А та уже обратилась к Меган:
— Вы, наверное, жена хозяина пансиона?
— Да нет, — покачала головой Меган. — Что это вы говорите… Я жена Пирса Маклахена.
— А-а, — кивнула барышня. — А Пирс Маклахен — это..?
— Он хозяином в этом отеле, — с серьёзной гордостью известила Меган.
Гостья отреагировала как-то странно. Она почему-то выпучила свои красивые зелёные глаза и какое-то время переводила взгляд с Меган на Ллойда и обратно. Потом выдавила в замешательстве и с удивлением:
— Он хоз… В этом… Отеле, вы, сказали?
— И не вздумайте при хозяине назвать этот отель пансионом! — вмешался умалишенец. — А не то он вас поколотит.

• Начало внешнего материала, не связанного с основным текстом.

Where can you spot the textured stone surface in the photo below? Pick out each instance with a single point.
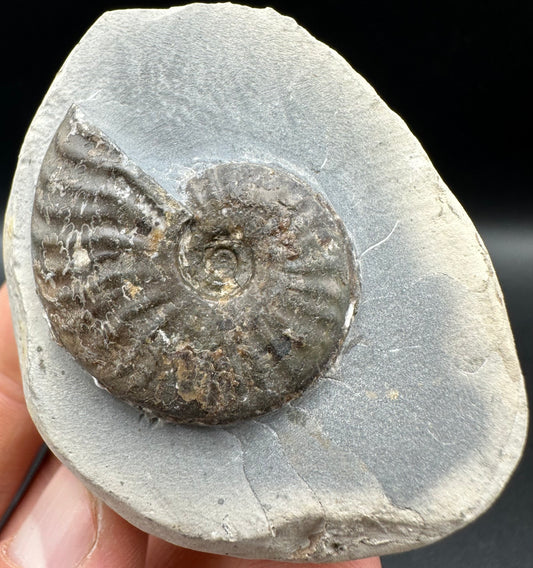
(210, 312)
(415, 428)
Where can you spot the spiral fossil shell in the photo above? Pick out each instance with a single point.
(209, 312)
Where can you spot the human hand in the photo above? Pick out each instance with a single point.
(58, 523)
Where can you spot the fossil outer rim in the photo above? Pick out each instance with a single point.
(210, 312)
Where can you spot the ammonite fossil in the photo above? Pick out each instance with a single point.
(209, 312)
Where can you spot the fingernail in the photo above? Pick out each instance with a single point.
(60, 530)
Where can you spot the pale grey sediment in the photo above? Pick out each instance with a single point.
(415, 428)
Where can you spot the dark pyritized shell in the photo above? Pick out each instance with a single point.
(209, 312)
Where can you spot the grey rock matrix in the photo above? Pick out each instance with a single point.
(410, 430)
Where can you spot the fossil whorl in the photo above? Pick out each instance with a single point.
(213, 311)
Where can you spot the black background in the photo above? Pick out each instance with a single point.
(459, 74)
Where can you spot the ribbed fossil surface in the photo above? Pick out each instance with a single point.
(206, 312)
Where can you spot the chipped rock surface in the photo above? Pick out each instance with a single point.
(415, 428)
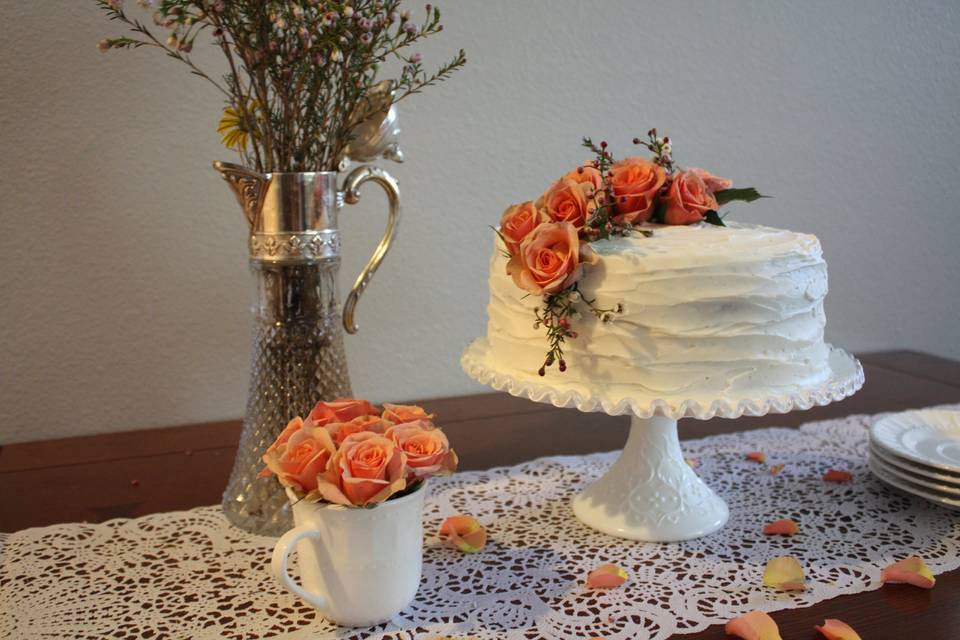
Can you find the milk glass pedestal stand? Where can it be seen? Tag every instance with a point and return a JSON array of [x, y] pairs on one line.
[[651, 493]]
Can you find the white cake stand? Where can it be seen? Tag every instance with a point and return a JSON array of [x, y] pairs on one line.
[[651, 493]]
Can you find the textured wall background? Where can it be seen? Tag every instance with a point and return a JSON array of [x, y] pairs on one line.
[[124, 288]]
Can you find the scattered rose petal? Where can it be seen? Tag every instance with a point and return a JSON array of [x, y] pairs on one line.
[[755, 625], [834, 629], [606, 576], [910, 571], [784, 573], [835, 475], [784, 527], [464, 533]]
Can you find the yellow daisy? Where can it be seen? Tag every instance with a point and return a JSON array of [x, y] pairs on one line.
[[235, 131]]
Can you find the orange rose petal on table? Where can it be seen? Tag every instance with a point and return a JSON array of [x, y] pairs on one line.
[[755, 625], [464, 533], [606, 576], [910, 571], [834, 629], [784, 573], [784, 527], [835, 475]]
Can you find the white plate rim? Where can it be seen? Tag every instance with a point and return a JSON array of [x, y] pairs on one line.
[[918, 414], [946, 490], [912, 467], [905, 486]]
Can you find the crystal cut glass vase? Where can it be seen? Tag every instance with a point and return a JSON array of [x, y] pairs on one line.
[[297, 352]]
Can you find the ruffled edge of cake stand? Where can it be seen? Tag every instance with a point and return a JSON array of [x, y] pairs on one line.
[[846, 378]]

— Бог мой! — воскликнула дамочка.
— Бог — общий, — возразил дурачок.
Гостья даже не взглянула на него, дав тем самым понять, что он её уже изрядно утомил. Она обратилась к Меган:
— Значит, вы можете устроить меня, раз вы жена хозяина?
— Устроить? — испугалась Меган. — Ой, нет… Нет!
Да только попробуй она кого-нибудь устроить… Ещё неизвестно, что сделает с ней хозяин за те две комнаты, на которые она отправила будущим постояльцам бронь. Страшно представить. Господин Маклахен не любит, когда что-то решают без него.
А всё из-за любви Меган к элю! После четырёх кружек этого замечательно, густого и пенистого напитка ею овладела такая лёгкость мысли, такая свобода воли, что она почти не думая, отправила брони. Дура! Вот жди теперь…
— Что значит — нет? — удивилась гостья.
— «Нет» означает, что я не могу вас устроить. Без мужа никак не могу.
— Бог мой! — воскликнула дамочка.
— Бог общий, уверяю вас, — осторожно вставил юродивый.
— Да отстаньте вы, несносный! — дама прожгла его разъярённым взглядом. И к Меган: — Без мужа… В объявлении не было написано, что комнаты сдаются только семейным парам…
«Странная какая-то дамочка, — подумала Меган. — Кажется, недалеко она ушла от этого, от убогого-то».
— Без хозяина не могу, — пояснила она на всякий случай. — Комнатами заправляет господин Маклахен.
— Что за дыра! — покачала головой приезжая. — Гарри, Гарри, какой же ты…
— Ничего, привыкнете, — попытался успокоить её Ллойд. — Я здесь уже второй день. И уже привык. Здесь, ко всему, очень хорошо. Профессор Локк был прав, когда говорил, что мне поможет смена обстановки.
— Смена обстановки? — дамочка уставилась на умалишенца. — Так вы… вы не беженец?
— Я не беженец, — отвечал тот. — Профессор Локк сказал, что мне следует пожить на природе, на каком-нибудь острове. В новой кепке… Чтобы переосмыслить и начать заново. Я выбрал этот. Остров. А вы чем болеете?
— Я не болею! — вспыхнула дама. — С чего это вы взяли?
— Что именно взял? — опешил Ллойд. — Если вы о… если вы о бритве, то это моя бритва. Я привёз её с собой. Вот, вам и хозяйка подтвердит.
— Евошняя, евошняя бритва, — охотно подтвердила Меган. — Мистер Маклахен такими не бреется.
— Да при чём здесь бритва-то! — пожала плечами гостья.
— Понятия не имею, — отозвался Ллойд. — Это же вы спросили.